Wie bei anderen Tastern flacher Bauart sinkt auch bei Hori analog zur Verkleinerung der Klangkörper die Lautstärke, die etwa das Niveau einfacher Rubberdome-Tastaturen in voller Bauhöhe erreicht. Die mechanische Version dieser Technik neigt jedoch zum klackern und tönt aufgrund der offenen Kulisse heller.

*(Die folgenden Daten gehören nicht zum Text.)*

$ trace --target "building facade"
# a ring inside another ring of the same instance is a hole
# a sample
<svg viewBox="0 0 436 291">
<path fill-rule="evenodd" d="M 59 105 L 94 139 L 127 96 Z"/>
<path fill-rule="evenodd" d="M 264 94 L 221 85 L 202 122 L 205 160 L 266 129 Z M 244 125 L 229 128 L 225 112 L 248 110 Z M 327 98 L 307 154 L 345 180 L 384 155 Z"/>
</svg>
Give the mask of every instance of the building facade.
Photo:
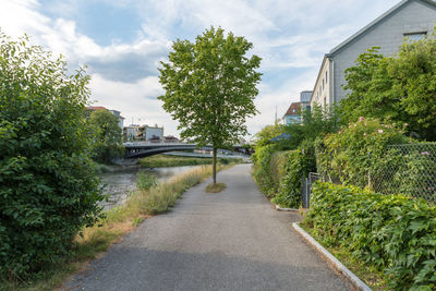
<svg viewBox="0 0 436 291">
<path fill-rule="evenodd" d="M 284 125 L 301 123 L 301 102 L 293 102 L 283 116 Z"/>
<path fill-rule="evenodd" d="M 123 129 L 124 141 L 126 142 L 137 141 L 140 136 L 140 128 L 141 125 L 137 124 L 131 124 L 129 126 L 124 126 Z"/>
<path fill-rule="evenodd" d="M 142 141 L 161 142 L 164 140 L 164 126 L 159 128 L 157 124 L 155 126 L 142 125 L 140 132 Z"/>
<path fill-rule="evenodd" d="M 96 111 L 96 110 L 108 110 L 111 112 L 113 116 L 118 118 L 118 126 L 120 126 L 121 131 L 123 131 L 124 128 L 124 118 L 121 116 L 121 112 L 118 110 L 109 110 L 106 107 L 102 106 L 88 106 L 86 107 L 86 110 L 88 111 Z"/>
<path fill-rule="evenodd" d="M 328 107 L 346 98 L 344 71 L 368 48 L 393 56 L 404 38 L 420 39 L 431 35 L 436 22 L 436 2 L 403 0 L 324 56 L 311 96 L 311 107 Z"/>
</svg>

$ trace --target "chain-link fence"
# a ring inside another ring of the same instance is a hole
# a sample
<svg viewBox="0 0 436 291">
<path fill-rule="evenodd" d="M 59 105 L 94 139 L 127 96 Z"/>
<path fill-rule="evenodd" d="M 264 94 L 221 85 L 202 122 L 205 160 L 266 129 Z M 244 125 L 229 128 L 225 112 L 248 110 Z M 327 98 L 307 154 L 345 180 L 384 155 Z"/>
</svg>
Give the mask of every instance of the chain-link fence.
<svg viewBox="0 0 436 291">
<path fill-rule="evenodd" d="M 368 173 L 368 185 L 385 194 L 405 194 L 436 203 L 436 144 L 389 146 Z"/>
<path fill-rule="evenodd" d="M 303 177 L 301 190 L 301 202 L 303 208 L 308 208 L 311 206 L 312 185 L 318 180 L 323 180 L 323 177 L 319 173 L 310 172 L 307 178 Z"/>
</svg>

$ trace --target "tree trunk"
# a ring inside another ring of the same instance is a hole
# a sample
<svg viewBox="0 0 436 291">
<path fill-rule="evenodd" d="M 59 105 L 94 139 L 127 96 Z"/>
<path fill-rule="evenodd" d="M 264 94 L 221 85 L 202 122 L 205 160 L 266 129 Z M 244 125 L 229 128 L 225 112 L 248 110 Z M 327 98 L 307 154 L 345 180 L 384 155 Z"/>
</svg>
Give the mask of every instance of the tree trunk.
<svg viewBox="0 0 436 291">
<path fill-rule="evenodd" d="M 214 184 L 217 183 L 217 148 L 214 146 L 214 156 L 211 158 L 211 172 L 213 172 L 213 177 L 214 177 Z"/>
</svg>

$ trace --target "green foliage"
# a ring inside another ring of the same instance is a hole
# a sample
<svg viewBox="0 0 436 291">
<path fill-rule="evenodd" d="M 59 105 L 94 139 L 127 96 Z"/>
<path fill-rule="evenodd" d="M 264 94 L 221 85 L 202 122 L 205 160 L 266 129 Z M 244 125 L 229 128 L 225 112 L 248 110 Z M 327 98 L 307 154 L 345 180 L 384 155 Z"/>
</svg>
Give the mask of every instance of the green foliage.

Auch das leichte Pingen der Feder ist ein typisches Element aus dem Klangbild mechanischer Taster, das zuvorderst bei Derivaten von Cherrys Modellen in Erscheinung tritt.

Hori Edge 201 (Hori Blue)

Qualitativ nicht ganz auf Cherry-Niveau

Ein weiteres Merkmal solcher „Nachbauten“ ist das potentielle Verkanten des Stempels, unter dem Taster unterhalb größerer Kappen leiden. Das Phänomen tritt vor allem, aber nicht nur, bei größeren, noch nicht stabilisierten Kappen wie „Strg“ auf und kann bei Betätigung einer Kappe am äußeren Rand zum Ansteigen des Widerstandes führen. Das Phänomen ist abhängig von der Art der Betätigung und der aufgewendeten Kraft, was ein sporadisches Auftreten im Alltag vor allem beim Schreiben begünstigt; Hori-Taster schienen hier allerdings anfälliger zu sein als eigentlich üblich.

Bei adaptiertem Schreibverhalten stört so eine gewisse Inhomogenität des Feedbacks bis hin zu ab und an nicht ausgelösten Tastern, wenn ein Eindrücken nur bis zum Signalpunkt beabsichtigt war. Eingaben mit größerem Kraftüberschuss lösen das Problem, können aber aufgrund der stärkeren Feder anstregend werden – im Test kristallisierte sich nach einer Eingewöhnungsphase das „Touch typing“ als Instinktlösung heraus.